We need to understand that parents are human. They make mistakes and fail us just as we as their children fail them. I was told that my grandfather tried to throw my Dad out of a second story window when he was a child. It is no wonder my Dad couldn’t show love, nobody had ever shown him love.

There are some things that my Mother told me when I was older that I can’t share with you, but after she told me I could understand a little better why she was unable to express love to me. I have a picture hanging in my office with Mom and me. I have my dog in my arms hugging it. I love dogs. Mom has her arm around me. This is the only thing to show me that my Mother loved me in her own way.

I don’t care how old you are, if your parents are still living, call them or go see them today because you may not have them tomorrow. Tell them you love them, and if you don’t love them, like I didn’t love my parents for so many years, ask Jesus to melt your heart and give you a love for them.
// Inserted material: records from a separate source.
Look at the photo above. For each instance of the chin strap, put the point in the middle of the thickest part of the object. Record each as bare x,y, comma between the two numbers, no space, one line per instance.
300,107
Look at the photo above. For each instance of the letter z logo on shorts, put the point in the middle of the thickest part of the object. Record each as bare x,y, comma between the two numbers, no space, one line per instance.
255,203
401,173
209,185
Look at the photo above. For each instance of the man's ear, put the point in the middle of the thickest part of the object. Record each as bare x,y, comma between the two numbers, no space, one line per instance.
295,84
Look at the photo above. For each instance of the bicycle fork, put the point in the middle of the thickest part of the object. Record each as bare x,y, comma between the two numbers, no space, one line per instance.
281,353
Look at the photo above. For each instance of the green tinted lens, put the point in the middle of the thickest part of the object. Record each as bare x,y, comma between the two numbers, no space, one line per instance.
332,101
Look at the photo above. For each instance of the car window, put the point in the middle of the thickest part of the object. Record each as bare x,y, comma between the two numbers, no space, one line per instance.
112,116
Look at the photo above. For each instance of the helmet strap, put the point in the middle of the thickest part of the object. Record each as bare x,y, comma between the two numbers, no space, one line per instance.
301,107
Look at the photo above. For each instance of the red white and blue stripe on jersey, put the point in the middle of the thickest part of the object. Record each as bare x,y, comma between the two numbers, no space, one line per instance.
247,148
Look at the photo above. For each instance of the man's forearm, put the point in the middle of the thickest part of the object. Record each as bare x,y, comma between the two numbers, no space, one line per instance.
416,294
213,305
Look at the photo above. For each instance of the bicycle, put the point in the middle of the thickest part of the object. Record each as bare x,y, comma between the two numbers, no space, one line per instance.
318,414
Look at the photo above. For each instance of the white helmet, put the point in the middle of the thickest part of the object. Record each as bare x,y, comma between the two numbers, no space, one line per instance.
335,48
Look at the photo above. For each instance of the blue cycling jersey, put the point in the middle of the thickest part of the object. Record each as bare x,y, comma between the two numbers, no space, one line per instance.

My Dad used to curse something terrible. I cringed every time he said something because I knew it was going to be hateful. Yet, when he had his stroke and was in the hospital laying there helpless, my heart broke. That was the day I cried out to God and asked Him to please give me a love for my parents. No matter how much he had hurt me, he was my Dad and my heart broke seeing him helpless.

I would give both arms and legs if it would bring my parents back so I could tell them how much Jesus Loves them. I couldn’t tell them when they were alive because I had never heard that Jesus is Love. All I had ever heard preached when I was a child was that if I wasn’t saved, I was going to hell.

It is time for us to start putting action to our words. Words are meaningless unless we do something to prove we love people. Above all, we need to prove to Jesus that we love Him by the way we treat our loved ones, our friends, and the world.